1.节点信息
192.168.10.11 PostgreSQL14.7 数据节点
192.168.10.12 PostgreSQL14.7 数据节点
192.168.10.13 ShardingSphere-proxy 5.4.0
2.准备环境
修改/etc/hosts文件
cat /etc/hosts
127.0.0.1 localhost localhost.localdomain localhost4 localhost4.localdomain4
::1 localhost localhost.localdomain localhost6 localhost6.localdomain6
192.168.10.11 du101
192.168.10.12 du102
192.168.10.13 du103
防火墙设置
systemctl status firewalld.service
systemctl stop firewalld.service
systemctl disable firewalld
SELINUX设置
setenforce 0
vi /etc/selinux/config
# This file controls the state of SELinux on the system.

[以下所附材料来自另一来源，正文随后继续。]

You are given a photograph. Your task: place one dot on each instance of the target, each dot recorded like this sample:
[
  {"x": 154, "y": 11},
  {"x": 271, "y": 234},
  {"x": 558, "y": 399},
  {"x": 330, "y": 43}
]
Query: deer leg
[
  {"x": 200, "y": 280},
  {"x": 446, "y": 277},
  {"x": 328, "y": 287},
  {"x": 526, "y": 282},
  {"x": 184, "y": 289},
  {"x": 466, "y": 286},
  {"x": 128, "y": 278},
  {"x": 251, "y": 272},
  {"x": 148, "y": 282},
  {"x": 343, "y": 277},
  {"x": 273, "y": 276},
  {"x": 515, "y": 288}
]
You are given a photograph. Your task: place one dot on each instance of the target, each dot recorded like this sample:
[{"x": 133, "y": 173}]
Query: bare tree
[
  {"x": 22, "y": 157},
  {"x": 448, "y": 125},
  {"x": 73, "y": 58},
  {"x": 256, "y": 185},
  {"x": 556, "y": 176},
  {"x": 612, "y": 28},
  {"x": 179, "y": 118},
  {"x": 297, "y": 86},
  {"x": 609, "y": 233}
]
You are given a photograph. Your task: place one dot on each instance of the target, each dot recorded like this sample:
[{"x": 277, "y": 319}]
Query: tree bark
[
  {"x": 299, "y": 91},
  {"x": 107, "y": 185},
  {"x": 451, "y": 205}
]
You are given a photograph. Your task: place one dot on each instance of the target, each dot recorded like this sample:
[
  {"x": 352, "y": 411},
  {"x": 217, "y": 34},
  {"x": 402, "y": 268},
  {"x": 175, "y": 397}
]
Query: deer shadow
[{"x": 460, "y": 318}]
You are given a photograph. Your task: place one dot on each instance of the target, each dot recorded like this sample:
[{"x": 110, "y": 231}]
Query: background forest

# SELINUX= can take one of these three values:
# enforcing - SELinux security policy is enforced.
# permissive - SELinux prints warnings instead of enforcing.
# disabled - No SELinux policy is loaded.
SELINUX=disabled
# SELINUXTYPE= can take one of three two values:
# targeted - Targeted processes are protected,
# minimum - Modification of targeted policy. Only selected processes are protected.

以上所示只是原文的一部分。